The NHL's senior vice-president of hockey operations, Colin Campbell, met with a number of hockey people yesterday and today to review how interference, hooking, and holding infractions were being called. Among those in attendance with Campbell include Darcy Regier, Lou Lamoriello, Ray Shero, Steve Yzerman, Mike Gillis, Joel Quenneville, Barry Trotz, Dave Tippett, and Adam Oates as well as players, officials, and other members of the hockey operations department.
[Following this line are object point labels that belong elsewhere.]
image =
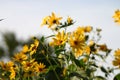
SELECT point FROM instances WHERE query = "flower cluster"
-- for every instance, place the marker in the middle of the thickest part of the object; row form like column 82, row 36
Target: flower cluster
column 74, row 55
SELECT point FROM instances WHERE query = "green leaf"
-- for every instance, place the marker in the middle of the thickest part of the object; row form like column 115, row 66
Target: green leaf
column 103, row 70
column 117, row 77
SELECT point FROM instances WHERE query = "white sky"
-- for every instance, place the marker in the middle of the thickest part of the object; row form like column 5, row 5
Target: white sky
column 24, row 16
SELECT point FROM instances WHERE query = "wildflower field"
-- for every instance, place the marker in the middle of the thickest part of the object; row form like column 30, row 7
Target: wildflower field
column 74, row 55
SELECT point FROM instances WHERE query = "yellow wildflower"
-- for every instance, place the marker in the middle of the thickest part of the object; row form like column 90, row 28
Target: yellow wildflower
column 87, row 50
column 12, row 74
column 88, row 29
column 60, row 39
column 102, row 47
column 80, row 30
column 116, row 16
column 77, row 41
column 33, row 47
column 78, row 52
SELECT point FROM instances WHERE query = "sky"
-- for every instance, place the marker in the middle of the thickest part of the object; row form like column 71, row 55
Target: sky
column 25, row 16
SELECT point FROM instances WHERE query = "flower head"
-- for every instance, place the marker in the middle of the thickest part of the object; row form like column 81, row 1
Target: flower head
column 60, row 39
column 52, row 21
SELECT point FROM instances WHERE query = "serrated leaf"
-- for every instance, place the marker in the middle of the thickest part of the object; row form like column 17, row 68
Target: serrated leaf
column 117, row 77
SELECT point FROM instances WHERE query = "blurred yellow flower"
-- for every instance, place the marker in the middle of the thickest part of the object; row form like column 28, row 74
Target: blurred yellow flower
column 19, row 57
column 77, row 40
column 52, row 21
column 25, row 49
column 116, row 62
column 88, row 29
column 117, row 53
column 60, row 39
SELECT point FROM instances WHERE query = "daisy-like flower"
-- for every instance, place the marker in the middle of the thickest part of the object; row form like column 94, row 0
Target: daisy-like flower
column 40, row 68
column 12, row 74
column 33, row 47
column 78, row 52
column 116, row 16
column 54, row 20
column 88, row 29
column 60, row 39
column 20, row 57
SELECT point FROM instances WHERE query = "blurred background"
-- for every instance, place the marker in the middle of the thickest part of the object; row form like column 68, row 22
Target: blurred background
column 21, row 19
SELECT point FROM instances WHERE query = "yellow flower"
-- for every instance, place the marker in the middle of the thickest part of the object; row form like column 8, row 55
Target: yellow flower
column 12, row 74
column 69, row 20
column 19, row 57
column 87, row 50
column 53, row 20
column 78, row 52
column 77, row 41
column 102, row 47
column 117, row 53
column 116, row 16
column 60, row 39
column 7, row 66
column 40, row 68
column 33, row 47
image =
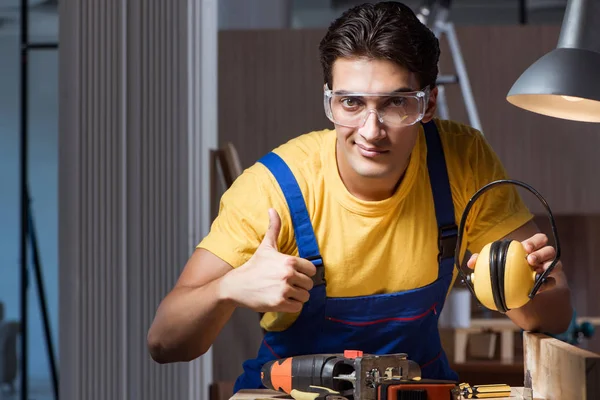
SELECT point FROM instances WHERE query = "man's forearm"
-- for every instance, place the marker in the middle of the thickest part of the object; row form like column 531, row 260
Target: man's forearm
column 187, row 322
column 550, row 311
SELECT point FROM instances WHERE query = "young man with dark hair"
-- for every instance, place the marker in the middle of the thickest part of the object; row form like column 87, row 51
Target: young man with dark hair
column 334, row 235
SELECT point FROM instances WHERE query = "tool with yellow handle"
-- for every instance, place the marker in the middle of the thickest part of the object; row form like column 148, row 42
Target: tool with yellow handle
column 502, row 278
column 482, row 391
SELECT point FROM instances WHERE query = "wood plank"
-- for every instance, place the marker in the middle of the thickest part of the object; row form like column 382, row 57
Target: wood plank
column 259, row 394
column 559, row 370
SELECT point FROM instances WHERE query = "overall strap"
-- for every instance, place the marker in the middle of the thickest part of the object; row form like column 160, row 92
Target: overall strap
column 442, row 196
column 303, row 229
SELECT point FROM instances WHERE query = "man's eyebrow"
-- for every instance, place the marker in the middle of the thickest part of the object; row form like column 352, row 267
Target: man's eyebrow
column 402, row 89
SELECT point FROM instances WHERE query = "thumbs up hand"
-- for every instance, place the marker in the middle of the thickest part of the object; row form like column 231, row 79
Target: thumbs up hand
column 270, row 280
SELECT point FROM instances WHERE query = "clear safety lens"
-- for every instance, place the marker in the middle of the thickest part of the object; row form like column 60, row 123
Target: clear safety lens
column 391, row 109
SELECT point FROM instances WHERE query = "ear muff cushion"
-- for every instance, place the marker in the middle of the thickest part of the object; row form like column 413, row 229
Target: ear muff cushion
column 519, row 277
column 502, row 257
column 496, row 275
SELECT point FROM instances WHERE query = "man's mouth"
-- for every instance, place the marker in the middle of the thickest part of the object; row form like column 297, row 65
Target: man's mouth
column 368, row 151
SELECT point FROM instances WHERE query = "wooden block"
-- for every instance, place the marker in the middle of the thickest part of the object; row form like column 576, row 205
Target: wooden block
column 559, row 370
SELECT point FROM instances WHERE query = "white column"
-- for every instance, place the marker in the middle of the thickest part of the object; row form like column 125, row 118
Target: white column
column 137, row 116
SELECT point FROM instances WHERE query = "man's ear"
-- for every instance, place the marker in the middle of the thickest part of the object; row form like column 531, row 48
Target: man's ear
column 431, row 105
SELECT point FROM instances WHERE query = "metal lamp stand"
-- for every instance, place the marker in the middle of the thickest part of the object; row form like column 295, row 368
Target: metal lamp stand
column 437, row 13
column 28, row 235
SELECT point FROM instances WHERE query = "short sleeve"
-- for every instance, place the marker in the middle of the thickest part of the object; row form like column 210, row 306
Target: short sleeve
column 498, row 211
column 243, row 217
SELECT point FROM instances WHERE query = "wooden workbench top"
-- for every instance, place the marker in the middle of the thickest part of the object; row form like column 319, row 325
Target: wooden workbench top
column 259, row 394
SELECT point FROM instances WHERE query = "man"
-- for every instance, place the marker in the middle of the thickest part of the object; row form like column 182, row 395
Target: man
column 334, row 235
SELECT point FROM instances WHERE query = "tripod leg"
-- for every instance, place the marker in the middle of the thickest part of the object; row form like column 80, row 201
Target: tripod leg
column 442, row 105
column 43, row 304
column 463, row 78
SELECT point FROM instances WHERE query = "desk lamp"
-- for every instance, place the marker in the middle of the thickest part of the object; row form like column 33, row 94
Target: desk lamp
column 565, row 83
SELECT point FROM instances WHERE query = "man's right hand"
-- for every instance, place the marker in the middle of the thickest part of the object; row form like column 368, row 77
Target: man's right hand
column 270, row 280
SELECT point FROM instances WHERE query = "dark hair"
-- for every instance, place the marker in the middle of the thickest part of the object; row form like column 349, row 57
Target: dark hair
column 387, row 30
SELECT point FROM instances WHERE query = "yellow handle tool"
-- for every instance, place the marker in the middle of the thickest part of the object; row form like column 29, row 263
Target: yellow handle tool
column 493, row 391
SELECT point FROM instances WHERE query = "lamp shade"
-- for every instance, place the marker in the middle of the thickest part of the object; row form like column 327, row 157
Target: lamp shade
column 565, row 83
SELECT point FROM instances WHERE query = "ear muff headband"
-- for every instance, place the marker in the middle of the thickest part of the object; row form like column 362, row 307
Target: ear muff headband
column 498, row 253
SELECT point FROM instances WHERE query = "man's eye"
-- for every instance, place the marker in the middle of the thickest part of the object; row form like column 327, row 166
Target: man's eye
column 350, row 102
column 397, row 102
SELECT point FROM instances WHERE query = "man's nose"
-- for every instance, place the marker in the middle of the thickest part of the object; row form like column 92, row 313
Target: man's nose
column 371, row 129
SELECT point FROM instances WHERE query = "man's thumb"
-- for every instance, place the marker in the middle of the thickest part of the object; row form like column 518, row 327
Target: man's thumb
column 273, row 230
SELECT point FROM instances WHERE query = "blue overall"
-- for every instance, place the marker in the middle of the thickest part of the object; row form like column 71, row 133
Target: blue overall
column 401, row 322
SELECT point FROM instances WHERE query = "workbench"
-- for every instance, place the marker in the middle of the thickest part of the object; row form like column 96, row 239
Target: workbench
column 259, row 394
column 558, row 370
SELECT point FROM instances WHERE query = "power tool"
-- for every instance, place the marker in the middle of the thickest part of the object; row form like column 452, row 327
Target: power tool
column 357, row 376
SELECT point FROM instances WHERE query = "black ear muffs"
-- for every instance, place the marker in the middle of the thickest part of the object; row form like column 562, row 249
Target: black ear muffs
column 502, row 278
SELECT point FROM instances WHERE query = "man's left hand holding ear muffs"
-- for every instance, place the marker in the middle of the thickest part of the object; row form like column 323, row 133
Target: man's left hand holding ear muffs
column 550, row 310
column 540, row 254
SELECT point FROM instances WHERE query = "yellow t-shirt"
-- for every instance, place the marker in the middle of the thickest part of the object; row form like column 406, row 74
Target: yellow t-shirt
column 368, row 247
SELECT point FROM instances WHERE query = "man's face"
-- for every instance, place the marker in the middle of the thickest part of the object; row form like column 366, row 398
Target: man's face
column 375, row 150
Clearly, this is a collection of personalities from all facets of the NHL, and all will have some input as to how the league deals with adjusting the standard in making the calls for the infractions.
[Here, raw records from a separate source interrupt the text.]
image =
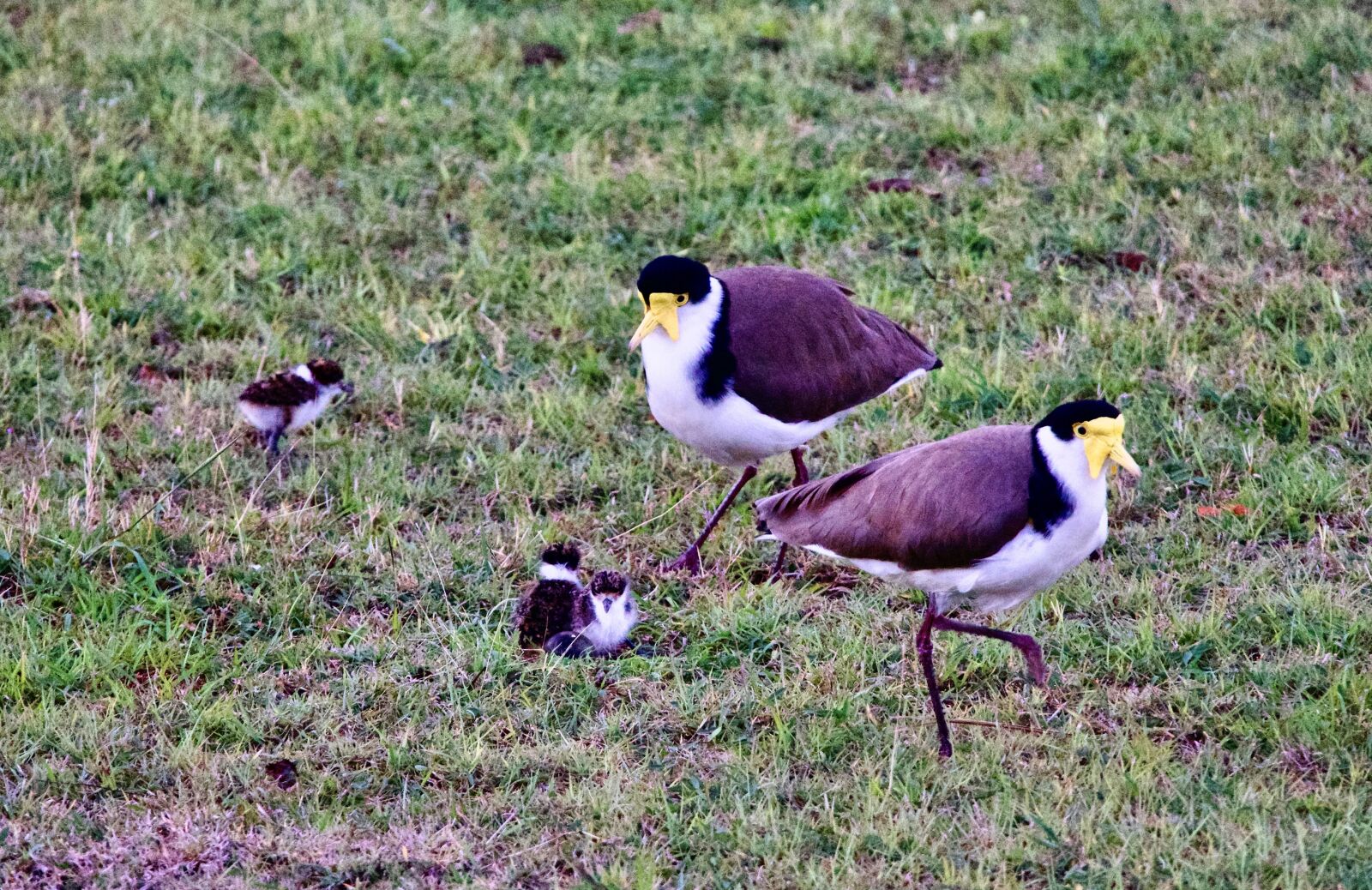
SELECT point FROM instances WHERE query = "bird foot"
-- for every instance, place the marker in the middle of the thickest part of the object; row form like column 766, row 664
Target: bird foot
column 689, row 561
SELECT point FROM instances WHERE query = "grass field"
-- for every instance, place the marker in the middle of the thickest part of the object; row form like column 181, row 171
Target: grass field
column 312, row 683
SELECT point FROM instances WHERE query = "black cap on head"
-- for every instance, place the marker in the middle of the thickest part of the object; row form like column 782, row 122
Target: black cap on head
column 674, row 274
column 326, row 372
column 1063, row 418
column 608, row 583
column 564, row 554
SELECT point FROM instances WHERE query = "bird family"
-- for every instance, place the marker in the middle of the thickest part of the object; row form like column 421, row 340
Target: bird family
column 754, row 363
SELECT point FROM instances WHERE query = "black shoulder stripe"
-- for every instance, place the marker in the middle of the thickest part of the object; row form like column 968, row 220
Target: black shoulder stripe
column 1049, row 503
column 718, row 366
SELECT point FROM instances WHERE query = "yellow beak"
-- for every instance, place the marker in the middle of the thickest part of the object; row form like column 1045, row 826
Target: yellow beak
column 662, row 313
column 1104, row 441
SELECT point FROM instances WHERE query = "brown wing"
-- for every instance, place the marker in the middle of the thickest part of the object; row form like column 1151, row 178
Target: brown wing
column 281, row 390
column 804, row 352
column 935, row 506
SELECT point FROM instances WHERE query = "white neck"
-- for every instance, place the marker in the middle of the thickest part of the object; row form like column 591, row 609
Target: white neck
column 1068, row 462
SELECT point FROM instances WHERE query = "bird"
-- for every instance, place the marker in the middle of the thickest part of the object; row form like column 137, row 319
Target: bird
column 985, row 519
column 562, row 616
column 546, row 608
column 292, row 400
column 601, row 619
column 756, row 361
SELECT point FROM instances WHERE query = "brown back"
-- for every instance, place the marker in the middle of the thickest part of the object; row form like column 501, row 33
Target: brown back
column 281, row 390
column 806, row 352
column 939, row 505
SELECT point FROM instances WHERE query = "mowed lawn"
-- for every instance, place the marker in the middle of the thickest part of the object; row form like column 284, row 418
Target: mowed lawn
column 213, row 677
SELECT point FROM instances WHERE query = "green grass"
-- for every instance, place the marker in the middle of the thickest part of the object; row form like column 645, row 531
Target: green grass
column 390, row 185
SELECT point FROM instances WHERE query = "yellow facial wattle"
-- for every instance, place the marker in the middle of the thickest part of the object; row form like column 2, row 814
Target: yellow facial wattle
column 662, row 313
column 1104, row 439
"Personally, I don't think the hooking and holding has slipped," Campbell told the media. "I think we have to find out what we want with interference on the forechecking and interference off the face-off."
Anything to help the game stay exciting is definitely good, but this isn't a think tank like they had in 2004-05 when the rules dramatically changed. Instead, it appears this think tank will simply ensure the standard is being upheld, and to tweak minor instances where some of the infractions are going unpunished.
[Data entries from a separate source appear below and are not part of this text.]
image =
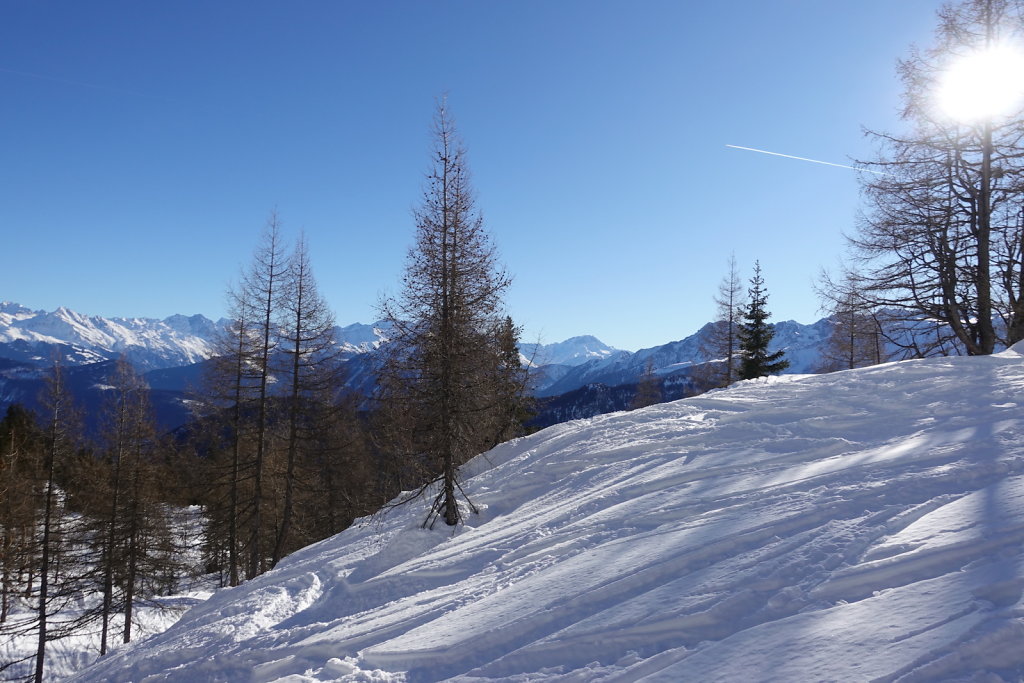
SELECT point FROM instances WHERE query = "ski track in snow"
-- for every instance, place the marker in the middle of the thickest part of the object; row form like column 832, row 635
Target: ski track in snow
column 860, row 525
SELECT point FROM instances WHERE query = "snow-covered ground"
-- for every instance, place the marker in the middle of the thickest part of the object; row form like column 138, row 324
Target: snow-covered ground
column 855, row 526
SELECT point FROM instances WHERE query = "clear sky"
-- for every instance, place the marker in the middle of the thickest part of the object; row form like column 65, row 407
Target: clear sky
column 143, row 143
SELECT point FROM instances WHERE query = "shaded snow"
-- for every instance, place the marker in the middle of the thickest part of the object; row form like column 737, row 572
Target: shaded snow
column 860, row 525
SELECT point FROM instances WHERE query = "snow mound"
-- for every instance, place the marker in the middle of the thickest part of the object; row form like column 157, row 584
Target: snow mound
column 860, row 525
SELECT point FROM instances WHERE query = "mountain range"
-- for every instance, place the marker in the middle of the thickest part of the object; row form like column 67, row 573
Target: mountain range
column 576, row 378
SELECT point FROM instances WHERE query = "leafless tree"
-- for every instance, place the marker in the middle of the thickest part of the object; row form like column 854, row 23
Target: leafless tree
column 942, row 237
column 439, row 380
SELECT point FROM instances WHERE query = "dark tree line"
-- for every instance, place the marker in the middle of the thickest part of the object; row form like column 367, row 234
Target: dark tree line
column 278, row 456
column 83, row 518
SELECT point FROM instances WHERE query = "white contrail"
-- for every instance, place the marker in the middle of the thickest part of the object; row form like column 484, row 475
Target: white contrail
column 813, row 161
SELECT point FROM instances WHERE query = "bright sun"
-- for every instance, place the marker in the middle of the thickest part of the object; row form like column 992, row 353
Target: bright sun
column 982, row 85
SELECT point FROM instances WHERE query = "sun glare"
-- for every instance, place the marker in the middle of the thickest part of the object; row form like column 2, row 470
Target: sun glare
column 982, row 85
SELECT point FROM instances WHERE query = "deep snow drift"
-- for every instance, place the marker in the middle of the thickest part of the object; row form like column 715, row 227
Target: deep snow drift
column 861, row 525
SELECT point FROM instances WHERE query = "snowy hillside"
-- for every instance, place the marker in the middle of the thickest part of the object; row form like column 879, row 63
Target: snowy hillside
column 854, row 526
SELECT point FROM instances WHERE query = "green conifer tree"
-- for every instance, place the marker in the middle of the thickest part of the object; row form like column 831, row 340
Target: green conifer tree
column 756, row 333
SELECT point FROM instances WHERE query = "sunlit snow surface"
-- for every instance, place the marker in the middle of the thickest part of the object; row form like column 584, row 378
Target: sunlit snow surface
column 861, row 525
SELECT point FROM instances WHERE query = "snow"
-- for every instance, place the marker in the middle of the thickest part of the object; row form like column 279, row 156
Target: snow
column 859, row 525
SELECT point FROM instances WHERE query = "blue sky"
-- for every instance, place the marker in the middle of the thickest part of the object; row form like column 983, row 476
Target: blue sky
column 142, row 145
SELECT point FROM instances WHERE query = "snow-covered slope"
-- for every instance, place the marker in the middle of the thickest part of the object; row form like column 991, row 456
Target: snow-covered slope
column 853, row 526
column 150, row 343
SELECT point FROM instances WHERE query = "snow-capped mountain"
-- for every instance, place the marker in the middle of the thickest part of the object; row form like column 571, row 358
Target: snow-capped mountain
column 858, row 525
column 572, row 351
column 803, row 344
column 358, row 338
column 148, row 343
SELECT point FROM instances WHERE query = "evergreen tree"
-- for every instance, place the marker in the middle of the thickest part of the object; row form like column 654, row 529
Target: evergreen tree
column 756, row 334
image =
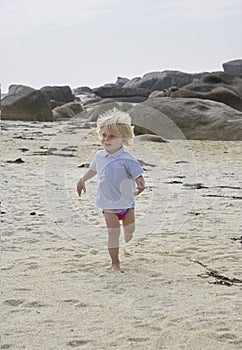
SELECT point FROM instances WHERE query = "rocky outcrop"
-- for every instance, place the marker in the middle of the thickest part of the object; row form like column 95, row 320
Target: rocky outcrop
column 25, row 103
column 121, row 81
column 68, row 110
column 60, row 94
column 121, row 92
column 162, row 80
column 233, row 67
column 187, row 118
column 216, row 86
column 82, row 90
column 106, row 105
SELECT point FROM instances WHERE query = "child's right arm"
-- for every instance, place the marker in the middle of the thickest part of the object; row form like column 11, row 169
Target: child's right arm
column 81, row 183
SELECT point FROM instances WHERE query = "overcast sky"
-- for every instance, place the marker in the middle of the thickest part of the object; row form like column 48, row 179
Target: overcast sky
column 92, row 42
"There's lots of opinions out there," Campbell stated, "so I'd like to see us sit down and just get that opinion from particularly the three groups that are dealing with it all the time: the referees, the players and the coaches."
If this group of people can make the game better, I say go for it. There's nothing worse than seeing a clutch-and-grab game again, especially when the stakes are high in the playoffs and the "little things" go uncalled for the most part. While players, coaches, and managers certainly don't want to see an outbreak of power plays again, there needs to be a more consistent calling of interference.
As Campbell said, "Anything that stops a player from scoring" should be reviewed in terms of making the game better. Scoring is exciting. Clutching and grabbing is not. Let's hope these men can make the game a little better over these two days.